Harnessing the power of neural networks and the finesse of time-delayed signals, an “acoustic swarm” of shape-shifting speakers emerges as a game-changer in audio technology. With precision once deemed science fiction, these robots distinguish individual voices amidst noise, all without visual cues. They’re not just speakers; they’re autonomous agents of clarity, capable of muting irrelevant noise or segregating simultaneous conversations—a plus for anyone who’s struggled to follow a discussion in a noisy room.
Picture this: You’re in a bustling café, attempting to record a crucial meeting. You place a sleek platform on the center of the table. Suddenly, like a scene from a high-tech ballet, seven tiny robot speakers scatter in an array, their movements guided by algorithms and sound itself. Each robot is a guardian of sound, positioned to capture the spoken word with exceptional accuracy.
At the University of Washington (UW), a team of visionaries has turned chaos into order. They’ve engineered a fleet of microphones that, unassisted by cameras or GPS, swim through the airwaves of a room, creating “speech zones” that isolate voices participating in a particular conversation. Each robot is a self-sufficient navigator, charting its course on tabletops and beyond, ensuring your voice isn’t just heard; it’s understood (Figure 1).
Here’s the magic behind the curtain: the robots embrace space, spreading to maximize their auditory reach. Moreover, they’re resilient, unphased by collisions, and they self-localize with an exactness that rivals GPS precision. As their energy levels decrease, their self-sustaining design automatically returns them to the base for recharging.
These aren’t your average bots; they’re miniature go-getters, each the size of a grape and equipped like a secret agent vehicle from the future. They glide away from their docks on a mission to deliver crystal-clear audio, their paths illuminated by sonic landmarks invisible to the human ear. In their wake, each voice leaves a trail of soundscapes against the muted backdrop of the world’s hustle and bustle.

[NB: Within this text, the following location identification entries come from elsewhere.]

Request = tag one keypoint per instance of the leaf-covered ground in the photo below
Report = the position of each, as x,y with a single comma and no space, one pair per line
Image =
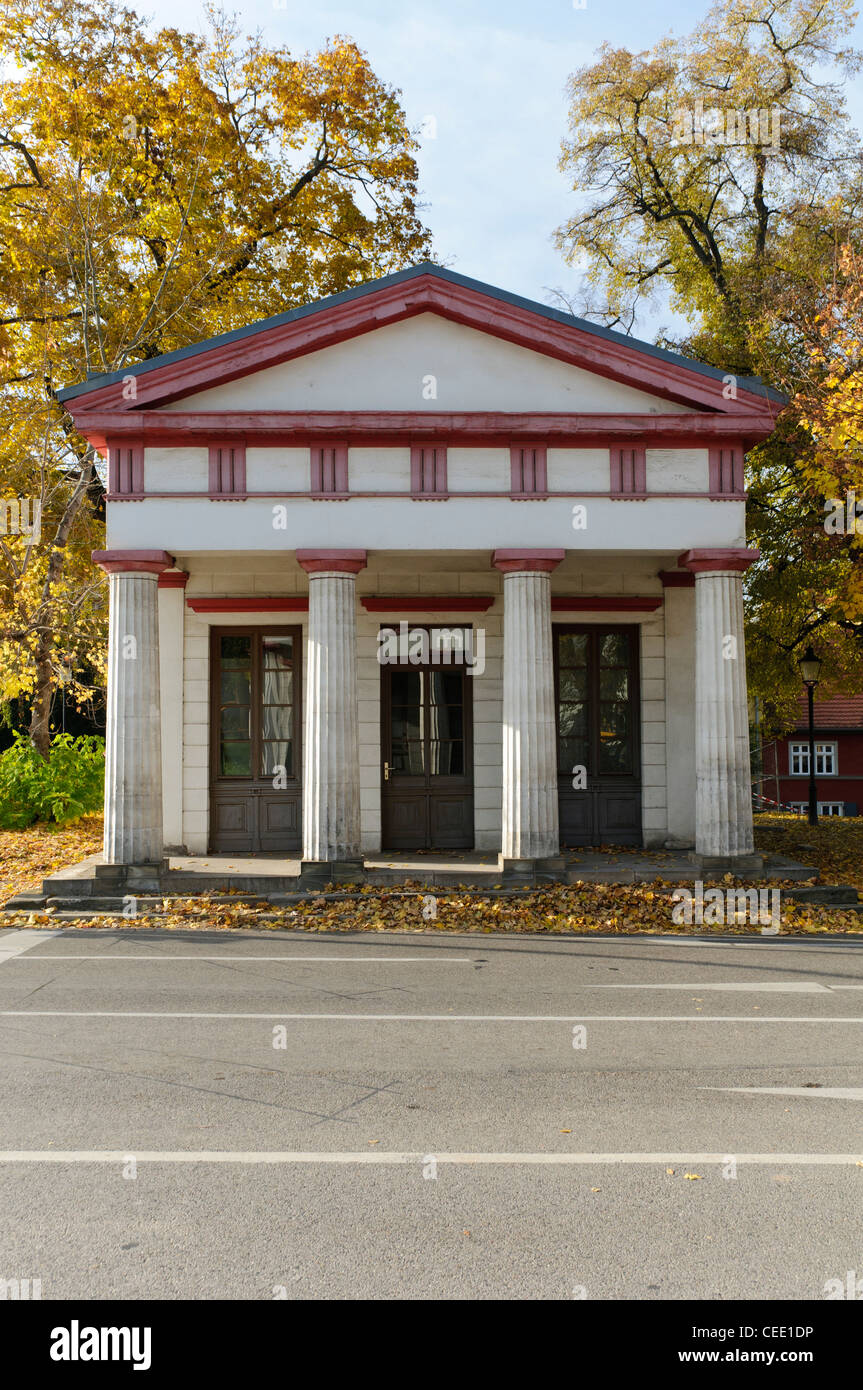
617,909
27,856
834,845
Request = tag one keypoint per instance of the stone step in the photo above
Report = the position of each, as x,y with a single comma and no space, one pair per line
25,902
120,906
826,895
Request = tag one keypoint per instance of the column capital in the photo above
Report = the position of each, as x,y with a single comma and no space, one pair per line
525,562
173,578
332,562
733,558
132,562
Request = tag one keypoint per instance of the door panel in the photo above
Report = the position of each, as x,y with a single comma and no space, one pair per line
598,729
427,788
255,740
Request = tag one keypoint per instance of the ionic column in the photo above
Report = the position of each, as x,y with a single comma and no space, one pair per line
723,791
331,754
530,740
132,776
171,631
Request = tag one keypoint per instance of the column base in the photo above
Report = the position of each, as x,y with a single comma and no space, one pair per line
749,865
317,873
531,870
131,877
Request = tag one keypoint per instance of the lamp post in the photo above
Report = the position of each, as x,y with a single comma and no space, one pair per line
810,670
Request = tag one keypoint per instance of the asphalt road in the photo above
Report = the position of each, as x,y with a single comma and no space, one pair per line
257,1115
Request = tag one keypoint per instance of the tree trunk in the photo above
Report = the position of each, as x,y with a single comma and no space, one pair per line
40,712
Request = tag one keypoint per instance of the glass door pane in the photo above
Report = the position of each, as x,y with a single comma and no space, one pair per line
407,723
574,702
614,710
235,706
277,706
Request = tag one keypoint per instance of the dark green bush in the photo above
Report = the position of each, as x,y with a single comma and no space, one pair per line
70,784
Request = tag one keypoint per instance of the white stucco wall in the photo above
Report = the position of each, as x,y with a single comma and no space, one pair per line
677,470
278,470
389,369
666,674
177,469
378,470
573,470
478,470
184,524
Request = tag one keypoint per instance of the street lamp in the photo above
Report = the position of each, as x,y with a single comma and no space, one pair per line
810,670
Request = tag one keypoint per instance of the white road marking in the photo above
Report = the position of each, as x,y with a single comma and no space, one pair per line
748,986
328,959
391,1158
17,943
430,1018
831,1093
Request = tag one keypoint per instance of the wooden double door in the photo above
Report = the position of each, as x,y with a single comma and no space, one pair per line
596,692
255,740
427,776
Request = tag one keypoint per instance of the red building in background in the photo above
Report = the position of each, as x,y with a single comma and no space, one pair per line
838,726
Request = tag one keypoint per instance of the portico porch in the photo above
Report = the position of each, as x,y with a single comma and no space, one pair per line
588,701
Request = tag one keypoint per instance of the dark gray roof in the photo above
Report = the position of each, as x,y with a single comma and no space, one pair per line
93,382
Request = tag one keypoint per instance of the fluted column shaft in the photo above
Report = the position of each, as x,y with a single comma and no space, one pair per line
723,791
132,781
331,759
530,738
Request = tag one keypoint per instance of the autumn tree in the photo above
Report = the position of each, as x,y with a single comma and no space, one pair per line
157,188
719,175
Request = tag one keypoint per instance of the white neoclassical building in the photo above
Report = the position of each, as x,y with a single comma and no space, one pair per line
424,566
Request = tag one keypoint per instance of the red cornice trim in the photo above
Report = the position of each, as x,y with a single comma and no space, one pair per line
450,496
403,427
737,559
132,562
427,603
425,293
250,605
173,580
325,562
512,562
677,578
606,603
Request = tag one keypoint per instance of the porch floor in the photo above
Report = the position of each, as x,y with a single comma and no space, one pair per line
273,877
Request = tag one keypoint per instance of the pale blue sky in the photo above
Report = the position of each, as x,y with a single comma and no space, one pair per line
492,75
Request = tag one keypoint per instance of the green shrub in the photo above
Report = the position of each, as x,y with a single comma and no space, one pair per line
70,784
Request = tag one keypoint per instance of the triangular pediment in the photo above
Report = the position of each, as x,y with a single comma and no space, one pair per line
425,337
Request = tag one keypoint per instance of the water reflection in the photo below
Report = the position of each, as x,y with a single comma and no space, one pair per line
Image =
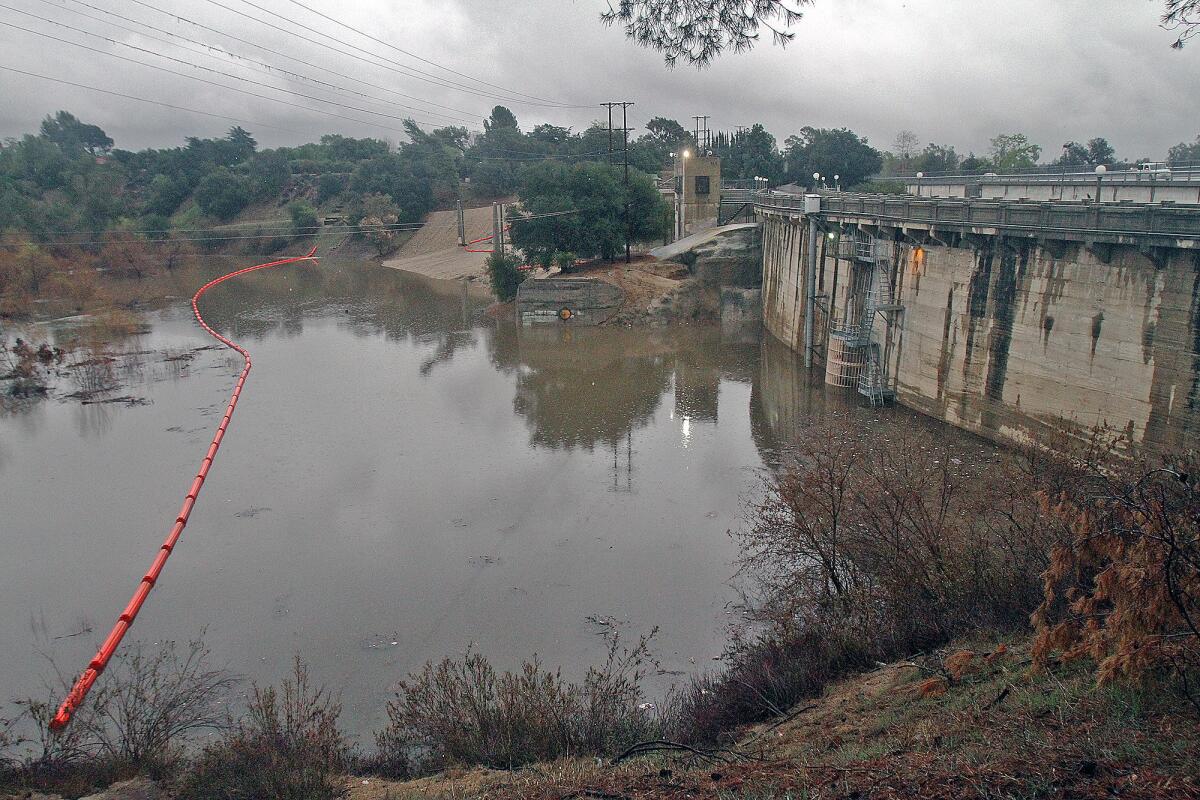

Previous efforts into this territory stumbled over the challenges of scale and privacy. External setups like cameras and drones, once deemed necessary for spatial understanding, introduced new problems rather than solutions. These methods fell short in accurately pinpointing each robot’s location in a group, where this acoustic swarm works in concert to detect positions for precise localization. Furthermore, this new type of robotic speaker maintains privacy by using high-frequency sounds to guide its movement, eliminating the need to visually record other people within its surroundings.
How They Work
These acoustic robots are Bluetooth enabled with built-in sensors for navigation, including gyroscopes and accelerometers. They move on tiny wheels propelled by micro motors, and their sound capabilities come from a pair of microphones and a speaker with a digital amplifier. They’re designed to prevent falls using proximity sensors for edge detection.
For power, the robots use a unique charging system with aluminum balls that connect to a circuit inside each robot, which aligns with conductive rails on a base station. The station has an entry ramp, an exit ramp, and grooved tracks with conductive tape enabling simultaneous charging for all robots docked on the platform.
Data processing is managed wirelessly, with the robots streaming audio to a host computer that processes the recordings for speech separation. Despite the bandwidth limits of Bluetooth, the system effectively compresses the audio data for live streaming, though not fast enough for real-time video conferencing.
Here is a prototype overview of these acoustic swarms:
- Consists of seven compact, roving robots.
- Each robot is equipped with speakers and microphones.
- Size: 3.0cm x 2.6cm x 3.0cm, small enough for easy deployment.
- Navigation: Emit high-frequency sounds for obstacle avoidance and optimal placement.
- Purpose: Autonomously adjust positions for crystal clear sound capture in noisy settings.
During tests in various settings, the robots distinguished different voices close to each other with a 90 percent success rate.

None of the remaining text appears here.